It is now being used in a clinical trial (MDGN-201), positive preliminary data from which was announced in mid
October. This preliminary data appears to show a better therapeutic profile (i.e. - more uniform delivery and
longer duration) than the first generation viral vector.
Advantageous Alternative To Current Methods
Biopump is a novel ex-vivo gene therapy platform allowing continuous and autologous protein and peptide
production that is significantly differentiated from other protein replacement therapies. Protein replacement
therapy is used to treat a number of common chronic conditions including anemia caused by kidney disease,
and rare and orphan diseases such as hemophilia and Gaucher's disease.
Biopump protein production creates an autologous protein from the patient himself, as opposed to recombinant
proteins, which are produced in cell culture (human or animal). Autologous protein production enables the
patient s own fingerprint or glycosylation, which is considered to have several potential advantages over nonautologous proteins. These advantages include extended duration, improved cell uptake, and lower
immunogenicity/toxicity over traditional protein replacement. By contrast, non-autologous proteins have the
potential to be recognized as foreign, and thereby elicit an immune response in some individuals, which may
result in lower efficacy or reactions requiring discontinuation of therapy.

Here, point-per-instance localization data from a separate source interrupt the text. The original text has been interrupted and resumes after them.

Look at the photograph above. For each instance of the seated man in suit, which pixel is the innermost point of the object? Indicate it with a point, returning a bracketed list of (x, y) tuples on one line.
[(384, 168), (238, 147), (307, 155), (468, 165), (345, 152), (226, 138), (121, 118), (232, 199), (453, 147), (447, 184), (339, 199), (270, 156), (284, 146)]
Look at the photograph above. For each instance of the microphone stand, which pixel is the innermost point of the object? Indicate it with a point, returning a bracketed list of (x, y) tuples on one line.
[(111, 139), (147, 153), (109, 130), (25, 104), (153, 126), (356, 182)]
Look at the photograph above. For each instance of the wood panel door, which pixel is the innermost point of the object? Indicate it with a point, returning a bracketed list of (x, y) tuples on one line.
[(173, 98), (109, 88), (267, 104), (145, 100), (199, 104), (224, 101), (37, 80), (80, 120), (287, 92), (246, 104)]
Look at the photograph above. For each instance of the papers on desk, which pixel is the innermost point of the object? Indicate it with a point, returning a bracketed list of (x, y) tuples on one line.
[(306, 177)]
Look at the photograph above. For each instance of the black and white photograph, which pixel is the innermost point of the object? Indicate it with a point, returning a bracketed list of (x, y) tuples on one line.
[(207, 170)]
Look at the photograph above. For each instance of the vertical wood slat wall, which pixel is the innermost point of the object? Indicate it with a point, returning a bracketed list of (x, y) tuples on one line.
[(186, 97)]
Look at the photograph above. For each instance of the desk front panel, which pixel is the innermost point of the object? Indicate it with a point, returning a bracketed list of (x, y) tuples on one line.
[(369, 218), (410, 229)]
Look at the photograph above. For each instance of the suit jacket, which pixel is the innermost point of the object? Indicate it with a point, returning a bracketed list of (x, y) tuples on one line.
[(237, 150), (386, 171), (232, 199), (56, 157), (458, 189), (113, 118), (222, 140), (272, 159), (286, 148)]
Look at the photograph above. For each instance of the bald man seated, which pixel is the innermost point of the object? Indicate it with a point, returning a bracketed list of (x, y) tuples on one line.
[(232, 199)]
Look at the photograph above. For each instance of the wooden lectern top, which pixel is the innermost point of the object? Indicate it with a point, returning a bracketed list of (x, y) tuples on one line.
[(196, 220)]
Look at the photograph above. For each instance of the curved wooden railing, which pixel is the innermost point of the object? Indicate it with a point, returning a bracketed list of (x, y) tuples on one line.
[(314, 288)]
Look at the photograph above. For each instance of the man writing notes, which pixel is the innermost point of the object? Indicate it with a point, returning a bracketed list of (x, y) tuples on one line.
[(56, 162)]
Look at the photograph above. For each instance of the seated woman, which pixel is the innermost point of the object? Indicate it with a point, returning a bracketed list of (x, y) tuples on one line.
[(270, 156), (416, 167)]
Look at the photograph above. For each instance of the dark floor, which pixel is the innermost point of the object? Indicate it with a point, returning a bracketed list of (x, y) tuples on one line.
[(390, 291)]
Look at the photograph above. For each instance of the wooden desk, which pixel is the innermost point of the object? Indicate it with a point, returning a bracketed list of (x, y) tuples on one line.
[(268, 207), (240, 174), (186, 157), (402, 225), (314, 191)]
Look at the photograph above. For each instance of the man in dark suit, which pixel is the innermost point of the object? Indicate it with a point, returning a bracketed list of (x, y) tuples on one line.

Finally, Biopump protein production is continuous, which allows the potential for a patient to be treated for six
months following the procedure. Continuous and autologous protein production more closely mimics the
patient s physiological production of protein, versus the typical bolus injections of current protein therapies.
Most recombinant protein therapy involves frequent dosing, via injection, of large amounts (bolus) of protein. A
typical regimen can be 2 - 3 (or more, depending on the protein and condition being treated) injections per
week. Frequent bolus injections are required given the inherent short half-lives in the circulatory system and
rapid clearance of recombinant proteins (examples in table).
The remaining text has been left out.